Prison officials had to place masks on prisoners to spare witnesses from having
to see their eyes pop out.
Grant
proposed that Texas move to lethal injection — which had proven effective in
veterinary medicine — as a more modern and humane method, and many states
followed suit. But the effort to improve executions eventually had the opposite
effect: In recent years, a significant number of people have convulsed on the
death chamber gurney. (Firing squad executions are less likely to be botched,
although last year South Carolina executioners missed
a condemned man’s heart, according to a study of his autopsy.)
These
botched lethal injections are an indirect consequence of wariness from the
medical industry, as some doctors and nurses, citing ethical concerns, refuse
to play a role in setting intravenous lines or administering drugs, leaving
those with less training to do their best.
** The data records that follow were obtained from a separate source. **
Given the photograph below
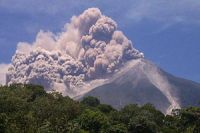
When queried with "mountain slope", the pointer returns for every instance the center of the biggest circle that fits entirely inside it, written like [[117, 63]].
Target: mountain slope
[[140, 81]]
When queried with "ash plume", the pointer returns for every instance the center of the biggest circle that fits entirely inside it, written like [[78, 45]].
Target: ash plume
[[90, 47]]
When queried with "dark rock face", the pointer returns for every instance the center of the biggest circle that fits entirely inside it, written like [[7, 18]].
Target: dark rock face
[[146, 83]]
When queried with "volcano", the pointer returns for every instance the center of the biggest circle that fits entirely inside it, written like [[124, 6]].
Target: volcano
[[91, 56], [141, 82]]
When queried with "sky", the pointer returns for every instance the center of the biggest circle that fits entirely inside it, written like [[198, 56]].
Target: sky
[[167, 31]]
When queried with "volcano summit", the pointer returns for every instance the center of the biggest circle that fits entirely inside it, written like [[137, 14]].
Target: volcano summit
[[92, 57]]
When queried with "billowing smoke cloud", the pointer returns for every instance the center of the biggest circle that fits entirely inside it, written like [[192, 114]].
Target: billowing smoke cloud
[[90, 47], [3, 71]]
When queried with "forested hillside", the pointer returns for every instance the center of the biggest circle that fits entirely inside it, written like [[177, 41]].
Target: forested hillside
[[29, 109]]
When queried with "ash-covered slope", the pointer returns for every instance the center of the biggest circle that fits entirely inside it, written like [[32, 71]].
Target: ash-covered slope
[[91, 56], [140, 81]]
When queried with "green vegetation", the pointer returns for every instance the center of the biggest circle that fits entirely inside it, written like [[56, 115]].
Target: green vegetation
[[29, 109]]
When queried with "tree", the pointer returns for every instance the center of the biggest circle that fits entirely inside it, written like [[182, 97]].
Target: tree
[[90, 101]]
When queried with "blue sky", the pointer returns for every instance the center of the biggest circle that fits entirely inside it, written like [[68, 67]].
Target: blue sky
[[167, 31]]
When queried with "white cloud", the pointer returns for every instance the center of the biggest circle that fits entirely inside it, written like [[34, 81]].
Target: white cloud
[[3, 71]]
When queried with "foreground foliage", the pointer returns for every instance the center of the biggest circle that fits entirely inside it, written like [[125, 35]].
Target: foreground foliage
[[29, 109]]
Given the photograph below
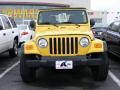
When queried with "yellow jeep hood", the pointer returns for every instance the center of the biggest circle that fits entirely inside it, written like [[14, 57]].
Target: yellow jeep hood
[[63, 31]]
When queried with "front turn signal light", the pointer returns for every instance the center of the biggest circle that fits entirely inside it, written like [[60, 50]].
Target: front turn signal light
[[29, 47], [98, 45]]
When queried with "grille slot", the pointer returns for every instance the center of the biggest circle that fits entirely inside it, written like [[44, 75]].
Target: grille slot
[[63, 45]]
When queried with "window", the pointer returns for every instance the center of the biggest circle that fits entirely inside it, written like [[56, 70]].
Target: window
[[114, 26], [98, 20], [1, 26], [13, 22], [63, 17], [6, 22]]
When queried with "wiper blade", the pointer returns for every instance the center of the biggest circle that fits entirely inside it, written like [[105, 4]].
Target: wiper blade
[[49, 23], [66, 22], [70, 23]]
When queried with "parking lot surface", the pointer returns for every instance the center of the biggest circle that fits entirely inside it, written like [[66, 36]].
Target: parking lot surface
[[56, 80]]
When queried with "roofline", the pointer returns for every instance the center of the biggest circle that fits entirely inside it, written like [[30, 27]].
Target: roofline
[[34, 3]]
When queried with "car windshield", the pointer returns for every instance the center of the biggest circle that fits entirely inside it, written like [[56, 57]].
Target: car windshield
[[63, 17], [22, 27]]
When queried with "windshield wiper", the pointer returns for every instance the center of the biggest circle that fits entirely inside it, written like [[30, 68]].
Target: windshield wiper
[[70, 23], [49, 23]]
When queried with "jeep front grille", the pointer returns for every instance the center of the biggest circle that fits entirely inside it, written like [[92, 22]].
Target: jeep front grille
[[63, 45]]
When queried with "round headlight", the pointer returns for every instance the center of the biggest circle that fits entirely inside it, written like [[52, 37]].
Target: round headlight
[[84, 42], [42, 43]]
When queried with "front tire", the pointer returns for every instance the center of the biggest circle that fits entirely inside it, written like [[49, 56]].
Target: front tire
[[100, 72], [27, 74]]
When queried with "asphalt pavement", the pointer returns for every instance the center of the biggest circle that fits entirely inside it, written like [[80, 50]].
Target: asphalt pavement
[[56, 80]]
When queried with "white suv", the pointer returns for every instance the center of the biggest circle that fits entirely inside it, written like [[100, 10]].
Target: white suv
[[9, 35]]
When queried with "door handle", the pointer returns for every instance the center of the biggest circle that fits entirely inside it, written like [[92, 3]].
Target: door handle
[[4, 34]]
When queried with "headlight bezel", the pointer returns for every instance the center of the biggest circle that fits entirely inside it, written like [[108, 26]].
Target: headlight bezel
[[45, 42], [80, 41]]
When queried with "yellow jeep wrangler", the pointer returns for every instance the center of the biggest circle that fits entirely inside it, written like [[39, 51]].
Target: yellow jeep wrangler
[[63, 40]]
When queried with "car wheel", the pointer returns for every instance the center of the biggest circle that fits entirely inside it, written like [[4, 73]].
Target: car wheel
[[14, 51], [100, 72], [27, 74]]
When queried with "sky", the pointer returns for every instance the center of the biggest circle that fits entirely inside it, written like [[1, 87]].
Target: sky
[[109, 5]]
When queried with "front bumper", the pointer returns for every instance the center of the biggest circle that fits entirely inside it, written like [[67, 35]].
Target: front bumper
[[77, 61]]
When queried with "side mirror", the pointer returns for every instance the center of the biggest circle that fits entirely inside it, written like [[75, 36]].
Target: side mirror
[[92, 22], [1, 27], [32, 25]]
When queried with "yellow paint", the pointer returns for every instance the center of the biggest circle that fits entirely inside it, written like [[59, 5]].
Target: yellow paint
[[63, 31]]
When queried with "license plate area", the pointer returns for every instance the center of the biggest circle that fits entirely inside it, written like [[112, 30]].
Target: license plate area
[[63, 64]]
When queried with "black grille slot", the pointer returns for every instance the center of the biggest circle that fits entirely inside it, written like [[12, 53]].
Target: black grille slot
[[72, 46], [63, 45], [50, 45], [68, 45], [55, 46], [59, 46], [76, 45]]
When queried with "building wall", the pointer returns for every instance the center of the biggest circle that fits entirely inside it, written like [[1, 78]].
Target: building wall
[[25, 10], [72, 3], [100, 17]]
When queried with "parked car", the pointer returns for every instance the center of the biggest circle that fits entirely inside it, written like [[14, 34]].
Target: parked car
[[9, 35], [25, 33], [63, 40], [99, 31], [112, 37]]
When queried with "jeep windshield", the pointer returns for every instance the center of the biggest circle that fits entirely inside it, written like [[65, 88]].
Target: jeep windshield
[[63, 17]]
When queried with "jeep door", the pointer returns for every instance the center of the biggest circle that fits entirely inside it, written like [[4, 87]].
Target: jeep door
[[113, 38], [2, 37], [7, 31]]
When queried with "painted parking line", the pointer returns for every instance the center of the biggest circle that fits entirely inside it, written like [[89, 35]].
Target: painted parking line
[[114, 78], [7, 70]]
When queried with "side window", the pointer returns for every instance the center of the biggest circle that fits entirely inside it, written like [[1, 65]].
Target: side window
[[115, 26], [1, 26], [13, 22], [6, 22]]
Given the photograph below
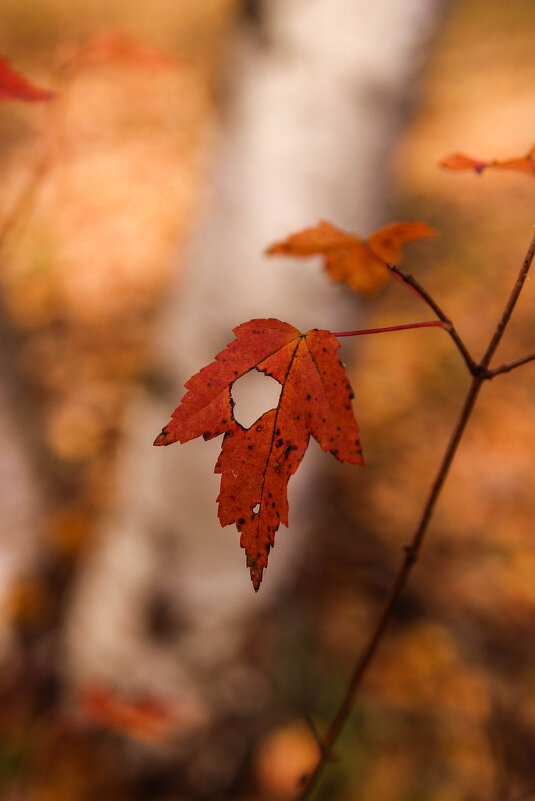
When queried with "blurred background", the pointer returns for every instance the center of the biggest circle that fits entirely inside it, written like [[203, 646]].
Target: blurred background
[[102, 189]]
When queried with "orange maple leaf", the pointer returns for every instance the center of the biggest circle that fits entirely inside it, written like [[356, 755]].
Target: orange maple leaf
[[359, 263], [256, 463], [142, 718], [459, 161], [14, 86]]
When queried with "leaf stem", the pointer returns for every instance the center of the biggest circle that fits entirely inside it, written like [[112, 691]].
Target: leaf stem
[[480, 374], [410, 281], [404, 327], [506, 368]]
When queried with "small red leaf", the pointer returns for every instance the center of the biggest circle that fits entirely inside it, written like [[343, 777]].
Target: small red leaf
[[256, 463], [359, 263], [14, 86], [139, 717]]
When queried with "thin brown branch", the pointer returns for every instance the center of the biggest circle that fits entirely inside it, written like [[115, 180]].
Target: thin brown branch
[[506, 368], [509, 306], [408, 279], [412, 551]]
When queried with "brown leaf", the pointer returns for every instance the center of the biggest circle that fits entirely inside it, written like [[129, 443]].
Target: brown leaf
[[14, 86]]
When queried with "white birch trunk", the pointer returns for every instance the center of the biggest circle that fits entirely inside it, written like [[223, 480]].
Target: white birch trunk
[[314, 113]]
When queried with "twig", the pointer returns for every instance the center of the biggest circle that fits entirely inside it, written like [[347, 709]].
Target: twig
[[390, 328], [408, 279], [412, 551]]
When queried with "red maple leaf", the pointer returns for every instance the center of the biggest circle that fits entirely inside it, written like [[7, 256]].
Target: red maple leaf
[[116, 47], [256, 463], [14, 86], [459, 161], [359, 263], [142, 718]]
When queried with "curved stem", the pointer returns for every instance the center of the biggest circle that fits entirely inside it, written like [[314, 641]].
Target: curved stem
[[412, 551], [388, 329], [506, 368], [409, 280]]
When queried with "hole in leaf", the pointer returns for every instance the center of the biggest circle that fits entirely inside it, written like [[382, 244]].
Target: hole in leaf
[[254, 393]]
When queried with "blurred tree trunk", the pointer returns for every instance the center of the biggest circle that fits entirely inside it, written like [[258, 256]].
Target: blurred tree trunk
[[316, 97]]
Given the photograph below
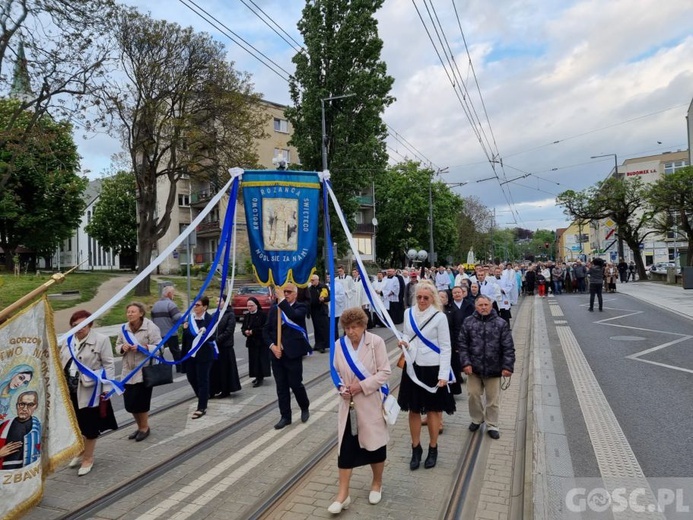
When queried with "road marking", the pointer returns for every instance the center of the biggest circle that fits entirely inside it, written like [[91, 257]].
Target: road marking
[[615, 458], [189, 495]]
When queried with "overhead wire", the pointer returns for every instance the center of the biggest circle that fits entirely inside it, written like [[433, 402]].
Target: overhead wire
[[235, 38]]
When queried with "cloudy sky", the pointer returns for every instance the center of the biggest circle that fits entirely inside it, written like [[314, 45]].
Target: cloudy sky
[[560, 81]]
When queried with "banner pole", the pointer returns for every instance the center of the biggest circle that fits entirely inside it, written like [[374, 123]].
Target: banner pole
[[55, 279], [279, 321]]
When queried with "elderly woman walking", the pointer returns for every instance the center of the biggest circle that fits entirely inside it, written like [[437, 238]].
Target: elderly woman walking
[[429, 349], [363, 367]]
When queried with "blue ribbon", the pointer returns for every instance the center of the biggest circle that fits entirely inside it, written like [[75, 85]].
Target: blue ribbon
[[98, 378], [385, 389], [427, 341], [225, 241]]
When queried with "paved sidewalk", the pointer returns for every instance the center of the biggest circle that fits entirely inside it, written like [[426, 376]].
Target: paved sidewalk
[[670, 297], [105, 292]]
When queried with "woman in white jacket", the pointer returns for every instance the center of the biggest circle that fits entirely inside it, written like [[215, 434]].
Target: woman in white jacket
[[428, 349]]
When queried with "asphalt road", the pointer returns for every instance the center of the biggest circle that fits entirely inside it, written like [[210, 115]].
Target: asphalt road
[[641, 357]]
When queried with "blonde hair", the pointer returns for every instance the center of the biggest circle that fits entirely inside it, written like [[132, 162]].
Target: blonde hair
[[427, 285]]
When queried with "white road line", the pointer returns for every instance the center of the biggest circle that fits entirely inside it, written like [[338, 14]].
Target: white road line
[[615, 457]]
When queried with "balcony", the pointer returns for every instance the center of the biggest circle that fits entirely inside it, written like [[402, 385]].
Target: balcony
[[201, 198], [365, 229], [209, 229]]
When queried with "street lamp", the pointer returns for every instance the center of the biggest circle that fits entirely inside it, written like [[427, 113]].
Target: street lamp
[[620, 238], [324, 130]]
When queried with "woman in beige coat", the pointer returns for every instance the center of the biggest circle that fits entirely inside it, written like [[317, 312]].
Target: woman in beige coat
[[142, 333], [93, 350], [369, 444]]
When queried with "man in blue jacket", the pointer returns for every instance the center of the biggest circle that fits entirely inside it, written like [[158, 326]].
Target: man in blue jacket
[[287, 359], [487, 352]]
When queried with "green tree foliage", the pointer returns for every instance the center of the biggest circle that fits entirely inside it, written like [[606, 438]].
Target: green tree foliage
[[624, 200], [402, 209], [341, 57], [183, 110], [671, 198], [60, 52], [41, 203], [114, 220]]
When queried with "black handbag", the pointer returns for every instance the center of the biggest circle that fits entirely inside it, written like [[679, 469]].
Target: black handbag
[[157, 374]]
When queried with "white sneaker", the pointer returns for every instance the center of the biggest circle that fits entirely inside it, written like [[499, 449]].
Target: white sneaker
[[337, 507], [374, 497]]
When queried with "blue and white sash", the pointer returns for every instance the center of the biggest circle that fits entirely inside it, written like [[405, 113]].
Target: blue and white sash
[[290, 323], [428, 343], [99, 377], [200, 337], [357, 366]]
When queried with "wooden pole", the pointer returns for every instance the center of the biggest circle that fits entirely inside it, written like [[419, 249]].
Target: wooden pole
[[12, 308]]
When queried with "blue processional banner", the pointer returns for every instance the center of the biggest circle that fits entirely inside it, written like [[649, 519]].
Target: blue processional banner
[[282, 211]]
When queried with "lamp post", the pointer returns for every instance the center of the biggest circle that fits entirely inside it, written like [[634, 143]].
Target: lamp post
[[620, 238], [324, 130]]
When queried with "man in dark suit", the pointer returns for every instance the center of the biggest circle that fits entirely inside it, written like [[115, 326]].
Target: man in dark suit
[[320, 313], [287, 360]]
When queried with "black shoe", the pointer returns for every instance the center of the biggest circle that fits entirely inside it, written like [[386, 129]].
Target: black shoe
[[416, 453], [432, 457], [283, 422]]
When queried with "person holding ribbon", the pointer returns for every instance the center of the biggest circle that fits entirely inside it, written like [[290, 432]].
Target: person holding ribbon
[[287, 353], [363, 368], [424, 388], [136, 339], [85, 357], [203, 351]]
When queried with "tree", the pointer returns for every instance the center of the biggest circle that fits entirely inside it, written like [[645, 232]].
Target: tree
[[475, 223], [183, 110], [671, 198], [60, 50], [114, 220], [41, 203], [341, 58], [624, 200], [402, 209]]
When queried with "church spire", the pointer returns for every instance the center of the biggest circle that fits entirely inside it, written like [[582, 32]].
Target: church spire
[[21, 85]]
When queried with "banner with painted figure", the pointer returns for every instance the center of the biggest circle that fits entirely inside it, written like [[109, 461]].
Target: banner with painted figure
[[281, 209], [34, 400]]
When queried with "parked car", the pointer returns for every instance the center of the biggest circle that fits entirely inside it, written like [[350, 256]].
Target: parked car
[[240, 298]]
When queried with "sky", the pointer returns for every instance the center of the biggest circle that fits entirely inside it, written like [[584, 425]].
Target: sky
[[558, 82]]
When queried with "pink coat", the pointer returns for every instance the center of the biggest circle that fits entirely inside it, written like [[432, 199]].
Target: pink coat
[[372, 428]]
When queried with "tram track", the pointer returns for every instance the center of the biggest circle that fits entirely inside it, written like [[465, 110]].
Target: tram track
[[126, 488]]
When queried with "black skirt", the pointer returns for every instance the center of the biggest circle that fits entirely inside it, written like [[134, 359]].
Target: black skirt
[[352, 455], [91, 424], [137, 398], [414, 398]]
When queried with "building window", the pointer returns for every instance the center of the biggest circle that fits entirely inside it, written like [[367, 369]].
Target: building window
[[281, 125], [672, 166], [364, 246], [283, 154]]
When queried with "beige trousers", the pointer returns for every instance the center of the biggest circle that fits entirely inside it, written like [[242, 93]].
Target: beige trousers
[[490, 387]]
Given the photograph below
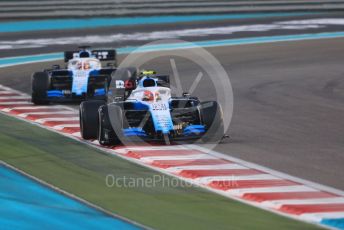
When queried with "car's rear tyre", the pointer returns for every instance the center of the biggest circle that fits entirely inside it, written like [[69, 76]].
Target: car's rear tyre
[[212, 119], [40, 85], [110, 131], [89, 118]]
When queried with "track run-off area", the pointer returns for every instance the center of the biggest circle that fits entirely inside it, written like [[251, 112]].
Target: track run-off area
[[215, 171]]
Most drug companies have refused to
let their products play a role in killing people, which has forced prison
officials to turn to less reputable manufacturers and use more experimental
drug cocktails.
During
this period, some states abolished the death penalty and a few governors paused
executions, often citing issues with lethal injection protocols. Many leaders
also looked to more transparently harsh methods. Alabama started pumping
nitrogen gas through face masks. Arizona refurbished a chamber to fill with
cyanide gas, a method so similar to the gas chambers in Auschwitz that a Jewish
community group sued
the state, saying they were being asked “to subsidize and relive
unnecessarily the same form of cruelty used in World War II atrocities.”
The firing
squad was available all this time. The most logical explanations for avoiding
it have to do with the upsetting visuals, the feeling that it’s old-fashioned
and the possible effect on executioners. But people who participate in lethal
injections routinely suffer psychologically in the long term. In 2022, Chiara
Eisner at NPR interviewed over two dozen people who were involved in
executions. Many were so affected by the experience that they suffered
insomnia, anxiety and suicidal thoughts.
President
Donald Trump oversaw 13 executions in his first term, all carried out by lethal
injection. President Joe Biden commuted the death sentences of most of the
people on federal death row, so it’s not clear whether Trump will have anyone
to execute this term.
But
someday federal prison officials may train rifles on someone like Dylann Roof
or Robert Bowers, both of whom committed high-profile mass shootings at places
of worship. Americans will then finally have to decide what we can tolerate,
after decades in which we have been able to pretend that we can kill people
without a cost — to our executioners and to our own sense of ourselves.